B. Du rock'n'roll au rock and roll : l'émergence
de la Grande
Bretagne
Mais le rock'n' roll ne fut pas une musique
uniquement diffusée sur le sol américain. Dès 1956, ce
dernier connaît un vif succès sur le vieux continent grâce
notamment au film Graine de violence dont le titre phare est Rock
Around The Clock de Bill Halley mais aussi aux premiers films d'Elvis
Presley comme King Creole ou encore Jailhouse Rock. La France
et l'Angleterre font un accueil assez enthousiaste à ce courant musical.

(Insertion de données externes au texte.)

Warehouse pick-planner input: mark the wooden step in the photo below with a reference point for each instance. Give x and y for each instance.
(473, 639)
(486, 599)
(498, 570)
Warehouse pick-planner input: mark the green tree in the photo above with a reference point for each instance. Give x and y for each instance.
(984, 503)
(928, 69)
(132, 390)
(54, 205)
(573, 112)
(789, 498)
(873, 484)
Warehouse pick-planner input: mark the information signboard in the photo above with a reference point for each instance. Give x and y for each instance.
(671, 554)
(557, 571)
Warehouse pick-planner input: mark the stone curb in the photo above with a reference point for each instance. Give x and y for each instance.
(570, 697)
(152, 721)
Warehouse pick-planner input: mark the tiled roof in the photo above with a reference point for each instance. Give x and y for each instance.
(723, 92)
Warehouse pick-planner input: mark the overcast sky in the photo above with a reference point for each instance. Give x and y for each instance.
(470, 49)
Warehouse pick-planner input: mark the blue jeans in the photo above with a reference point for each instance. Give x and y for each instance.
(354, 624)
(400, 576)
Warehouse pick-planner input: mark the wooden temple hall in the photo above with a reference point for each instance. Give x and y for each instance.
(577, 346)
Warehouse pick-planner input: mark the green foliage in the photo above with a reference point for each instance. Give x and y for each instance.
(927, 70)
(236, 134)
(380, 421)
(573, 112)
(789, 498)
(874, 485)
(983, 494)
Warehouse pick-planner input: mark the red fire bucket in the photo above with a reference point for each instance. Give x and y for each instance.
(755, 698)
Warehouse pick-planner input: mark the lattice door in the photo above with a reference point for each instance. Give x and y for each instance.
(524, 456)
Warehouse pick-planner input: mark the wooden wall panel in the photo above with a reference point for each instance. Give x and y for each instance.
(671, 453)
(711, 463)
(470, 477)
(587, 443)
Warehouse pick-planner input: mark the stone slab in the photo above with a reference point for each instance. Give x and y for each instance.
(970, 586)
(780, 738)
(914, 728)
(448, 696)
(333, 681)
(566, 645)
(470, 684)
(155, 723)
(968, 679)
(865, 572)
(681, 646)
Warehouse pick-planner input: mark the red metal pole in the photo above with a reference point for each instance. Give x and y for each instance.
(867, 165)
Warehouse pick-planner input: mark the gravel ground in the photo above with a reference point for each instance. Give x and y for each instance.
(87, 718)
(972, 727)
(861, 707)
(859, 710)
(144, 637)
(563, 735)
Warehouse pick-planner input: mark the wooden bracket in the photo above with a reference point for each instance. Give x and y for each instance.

Pourquoi ces deux pays accueillent cette culture étrangère ? Nous
sommes dans les années 1960 en pleine crise entre les Etats-Unis et le
block soviétique, ce qui stoppe toute culture américaine aux
frontières des pays d'Europe de l'Est. De plus, certains pays sont sous
le joug d'une dictature bien souvent liée à un certain
archaïsme comme en Espagne ou encore au Portugal, ce qui exclus toute
connaissance des nouveaux modes d'expression. Entre autre, la France
connaît une relation particulière avec les Etats-Unis. Au
lendemain de la seconde guerre mondiale, les Américains donnent à
ce pays dévasté par les bombardements une aide qui a pour but de
reconstruire les infrastructures au travers du plan Marshall.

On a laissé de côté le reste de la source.